Wednesday, April 01, 2009

Guest layout

Tonights blast from the past comes from Glen Anthonys Tranzalpine layout.
It has featured on the blog before, but here it is with text and more photo's by Glenn.


"The layout was inspired by Rhys and Darryl's layout which was displayed in Chch. My layout was started November 1994. The first display was at the first Timaru Model Train Show, held in the Pleasant Point Railway shed in Feb 1995. As it was only 4 months after starting, it was
missing some details like ballast, but all the scenery was done! The scenery was built first and track added as the last step. Due to careful design the whole 4.2m x 1.8 metre layout could fit in my Honda Civic car if I took the front passenger seat out!





There was a crossing loop on one side (Staircase) and large station on the other (Springfield) and it was designed for two trains running in opposite directions crossing at each station. Relays triggered by a push button at each station swapped the controllers over on the block
sections doing all the hard work for you. Points were all manual. There were colour light signals which detected which way the polarity was on the track and displayed a green light in the direction of travel, and red light for opposing direction.




The layout never had fine details finished. Storage became a problem so after about two or three years I sold it to David Wolff in Timaru. He added fully automatic signalling, a bungy jumper on the Broken River bridge and a new module with Addington Station and Chch gondola. About a year ago he indicated that he had purchased some of John Rappard's old
modules and was reworking them into my ones and they might be displayed some time in the future."

6 comments:

Kiwibonds said...

Is this one of the greatest 'big picture' layouts *ever* in *any* scale? The concept sucessfully selectively compresses 45 minutes of rail travel into less than a minute, the bridges are fantastic as are the backscenes - superb. I'm really pleased that layout has survived!

Another thing worth commenting on is that I believe the rolling stock was largely (entirely?) repainted N scale commercial items - showing again that it's the overall effect, not rivet-counting that matters.

beaka said...

still trying to visualize this layout in a honda civic.kinda like imagining Darryl in a mini(car that is)

Kiwibonds said...

I put my legs in the back seat and hold my breath for the entire trip.

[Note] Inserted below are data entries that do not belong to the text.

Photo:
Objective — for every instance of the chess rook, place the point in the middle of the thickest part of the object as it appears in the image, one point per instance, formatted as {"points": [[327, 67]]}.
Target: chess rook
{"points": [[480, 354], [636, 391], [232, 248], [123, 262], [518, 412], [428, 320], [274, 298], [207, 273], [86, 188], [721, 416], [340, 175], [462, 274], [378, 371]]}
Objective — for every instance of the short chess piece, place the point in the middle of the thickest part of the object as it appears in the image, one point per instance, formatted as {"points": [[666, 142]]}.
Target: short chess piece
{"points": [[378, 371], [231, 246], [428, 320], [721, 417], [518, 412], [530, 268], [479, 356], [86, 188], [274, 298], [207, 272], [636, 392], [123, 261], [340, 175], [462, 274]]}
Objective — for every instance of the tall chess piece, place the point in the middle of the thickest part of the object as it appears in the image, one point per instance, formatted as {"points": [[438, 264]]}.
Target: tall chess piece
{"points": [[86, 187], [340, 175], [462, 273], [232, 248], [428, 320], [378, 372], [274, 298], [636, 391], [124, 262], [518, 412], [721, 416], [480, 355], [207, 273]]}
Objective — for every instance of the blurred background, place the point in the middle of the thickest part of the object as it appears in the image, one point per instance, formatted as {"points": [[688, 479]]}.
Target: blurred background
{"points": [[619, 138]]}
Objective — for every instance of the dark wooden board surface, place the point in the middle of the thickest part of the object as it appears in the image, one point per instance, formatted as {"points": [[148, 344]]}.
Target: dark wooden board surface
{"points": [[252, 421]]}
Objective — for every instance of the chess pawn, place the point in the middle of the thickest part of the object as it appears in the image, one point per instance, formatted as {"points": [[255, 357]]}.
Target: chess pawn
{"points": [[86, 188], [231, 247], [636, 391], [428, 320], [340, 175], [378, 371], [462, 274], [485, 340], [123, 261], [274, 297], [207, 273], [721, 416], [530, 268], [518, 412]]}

Motorised Dandruff said...

...While I and our respective partners rode on the roof.

beaka said...

I am getting inspiration from this.I need to find a scale mini and fit a roof rack and passengers on top.Darryl of course would be modelled alongside track with camera (box Brownie-if it was good enough for me as a lad).
re layout.any idea what DSC was modelled from?

Anonymous said...

The DSC was made from a Kato centre cab shunter. They made an almost perfect DSG. And so there were a few DSG's floating around at the time. Me being me, i.e have to be different to everyone else converted it into a DSC.